The Mesoamerican Reef in Riviera Maya is a Global Treasure
A world entirely different than our own, teeming with every electric color of the rainbow & hundreds of species you won’t find anywhere else on the planet, the Mesoamerican Reef is the very backbone of all things wondrous about Riviera Maya.
The Majestic Mesoamerican Reef in Riviera Maya
When you vacation in Playa del Carmen, a sanctuary of wildlife surrounds you in every direction – but if you only see the surface, you’re missing an entire magical world. That’s because the Mexican Caribbean houses the largest barrier reef in the Western Hemisphere, second on the planet only to the Great Barrier Reef. Aptly known as the Great Mayan Reef, and more commonly, the Mesoamerican Reef, a 620-mile ecosystem sprawls right off our shore, from Isla Contoy to the north, all the way south to Nicaragua.
A Rainbow of Aquatic Wildlife
Incredibly, you never have to venture far to snorkel or scuba dive amongst the coral and creatures that call its nourishing environment home.
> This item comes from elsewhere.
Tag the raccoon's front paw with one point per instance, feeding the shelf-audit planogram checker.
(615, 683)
In fact, some places you can reach the reef just a couple hundred yards from shore. As for what awaits beneath the surface or hiding in the mangroves, animals you might encounter include:
- 500+ fish species in every electric color you can imagine.
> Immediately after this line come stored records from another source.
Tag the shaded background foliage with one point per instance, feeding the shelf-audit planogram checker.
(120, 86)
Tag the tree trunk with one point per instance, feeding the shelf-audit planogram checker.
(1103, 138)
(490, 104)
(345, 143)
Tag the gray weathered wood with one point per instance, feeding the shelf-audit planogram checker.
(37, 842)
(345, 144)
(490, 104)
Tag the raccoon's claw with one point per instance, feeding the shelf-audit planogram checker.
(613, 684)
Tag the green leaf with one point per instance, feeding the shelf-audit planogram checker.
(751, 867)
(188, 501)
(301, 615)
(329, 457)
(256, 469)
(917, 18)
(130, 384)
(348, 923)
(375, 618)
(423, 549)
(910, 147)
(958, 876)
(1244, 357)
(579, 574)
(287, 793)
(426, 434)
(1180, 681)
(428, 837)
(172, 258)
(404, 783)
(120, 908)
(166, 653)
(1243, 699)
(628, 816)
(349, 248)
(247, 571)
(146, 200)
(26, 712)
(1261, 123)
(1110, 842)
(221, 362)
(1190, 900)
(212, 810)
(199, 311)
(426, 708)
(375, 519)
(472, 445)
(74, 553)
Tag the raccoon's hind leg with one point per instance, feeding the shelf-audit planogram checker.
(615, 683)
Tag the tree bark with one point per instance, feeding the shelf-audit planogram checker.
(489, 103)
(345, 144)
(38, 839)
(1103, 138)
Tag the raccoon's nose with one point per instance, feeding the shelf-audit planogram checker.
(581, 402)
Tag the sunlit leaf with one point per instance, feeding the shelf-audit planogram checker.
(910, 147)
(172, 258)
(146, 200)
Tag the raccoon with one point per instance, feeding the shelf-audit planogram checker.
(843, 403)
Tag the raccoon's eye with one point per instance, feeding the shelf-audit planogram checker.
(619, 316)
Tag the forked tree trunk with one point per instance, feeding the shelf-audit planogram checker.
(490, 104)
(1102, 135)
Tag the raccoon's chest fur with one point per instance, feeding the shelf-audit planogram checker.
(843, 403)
- The world’s largest fish – whale sharks.
- 65+ otherworldly stony coral species.
- Endangered sea turtles.
- 350+ species of mollusk
- West Indian manatees
- American crocodiles.
- Bottlenose dolphins.
The Underwater Sculpture Museum
Though not a natural sight, the Underwater Museum of Art (MUSA) is a marvelously creative way artists have devised to encourage coral growth, crafting compelling sculptures specially designed to evolve as the wildlife benefits in time. Sunken between Cancun and Isla Mujeres, it truly is an unforgettable sight.
Paradise at Risk
Like many reefs in the world, the Mesoamerican system is very much at risk today. We encourage you to join an organization you believe and help mitigate the negative effects of large-scale agriculture, eroding shorelines, invasive species, and rising sea temperatures.